La élite de la ciudad de Santo Domingo al querer reforzar el ala liberal del partido azul se consagró como dice el autor, a reparar escatológicamente el desagradecimiento de la patria hacia quien supuestamente era su verdadero padre a sabiendas de que Duarte tenía escasa reputación en la arena pública, y por su gran ausentismo no tenía aceptación en el imaginario popular de la nación al ser un desconocido para el pueblo.
Heureaux, presidente del país durante el relanzamiento duartista y consciente de lo que se estaba cocinando, decía si mal no recuerdo a los propulsores tanto de ese activismo como a los defensores de Sánchez algo así: “tranquilos señores que se me van a caer los santos de los altares” ya que los debates suscitados entonces ponían a veces en entredicho a los personajes titulares involucrados en las acciones que tuvieron como epílogo la independencia de la parte este de la isla.
Al finalizar la lectura de este escrupuloso y singular libro de la bibliografía nacional, me ha quedado la sensación de saber que como ocurre en todo endiosamiento el de Duarte fue resultado de quienes deseaban sacar provecho de su póstuma consagración para ellos beneficiarse en esos momentos, sin importarles que en el pasado la mayoría de ellos y sus ascendientes se inclinaran reverentes ante Santana, la corona española, Báez y los caudillos de la montonera.
Este endiosamiento es muy típico entre nosotros los dominicanos recordando en estos instantes algo que se decía de mi bisabuelo Genaro Pérez cuando se desempeñaba como ministro de justicia de Lilis. En atención a su probidad y rectitud quienes le conocían aconsejaban que si en la inauguración de un juzgado, una oficialía civil o una prisión llegara a faltar el agua bendita, había que llamarle para que orinara y así despachar este religioso trámite.

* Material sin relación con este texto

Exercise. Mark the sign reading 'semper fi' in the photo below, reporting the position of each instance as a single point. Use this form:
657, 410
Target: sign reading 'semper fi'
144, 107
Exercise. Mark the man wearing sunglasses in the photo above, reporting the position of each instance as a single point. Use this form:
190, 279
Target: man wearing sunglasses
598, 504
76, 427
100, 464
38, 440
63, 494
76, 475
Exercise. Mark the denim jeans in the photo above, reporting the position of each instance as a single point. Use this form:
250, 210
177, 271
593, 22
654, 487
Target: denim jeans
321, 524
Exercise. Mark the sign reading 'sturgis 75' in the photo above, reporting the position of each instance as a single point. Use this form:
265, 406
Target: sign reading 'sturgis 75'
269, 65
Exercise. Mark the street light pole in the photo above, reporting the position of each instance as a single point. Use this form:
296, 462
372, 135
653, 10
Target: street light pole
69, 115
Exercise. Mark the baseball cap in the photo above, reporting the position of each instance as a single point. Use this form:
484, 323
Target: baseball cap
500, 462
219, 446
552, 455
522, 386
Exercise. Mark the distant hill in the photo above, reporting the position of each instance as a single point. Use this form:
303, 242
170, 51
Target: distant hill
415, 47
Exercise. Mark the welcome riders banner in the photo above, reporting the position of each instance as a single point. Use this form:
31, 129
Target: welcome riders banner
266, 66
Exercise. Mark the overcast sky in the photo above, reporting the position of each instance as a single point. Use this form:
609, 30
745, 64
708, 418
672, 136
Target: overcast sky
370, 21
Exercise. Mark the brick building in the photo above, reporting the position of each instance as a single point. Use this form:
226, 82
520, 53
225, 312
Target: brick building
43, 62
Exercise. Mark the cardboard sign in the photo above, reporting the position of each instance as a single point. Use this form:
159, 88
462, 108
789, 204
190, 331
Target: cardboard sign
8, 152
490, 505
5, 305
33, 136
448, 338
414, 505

En vista de que uno siempre quiere más, en esta obra no encontré casi nada de la estancia de Duarte en San Carlos de río Negro y en Apure en el Amazonas venezolano. Conocía de que en estas soledades sobrevivía vendiendo pieles de cocodrilo, plumas de garzas blancas, ofreciendo clases de esgrima y con posteridad en Caracas vendiendo velas. Cuánto me gustaría saber lo que pensaba, hablaba, sentía, escribía o simplemente leía por espacio de más de 30 años el hombre que a juicio de sus alabarderos nacionales vivía obsesionado, desvelado y ocupado reflexionando sobre el porvenir de la república.
No abrigo la más mínima intención de participar en ningún debate sobre este tema -sólo leo lo que puedo- propio de historiadores y sicólogos pero no de agrónomos, aunque si debo resaltar que las confrontaciones y controversias que originará la circulación de esta obra entre los componentes de la ciudad letrada dominicana, resultarán sin dudas de gran utilidad para quienes aspiran a que la transparencia se posesione de una vez por siempre de nuestro pasado histórico.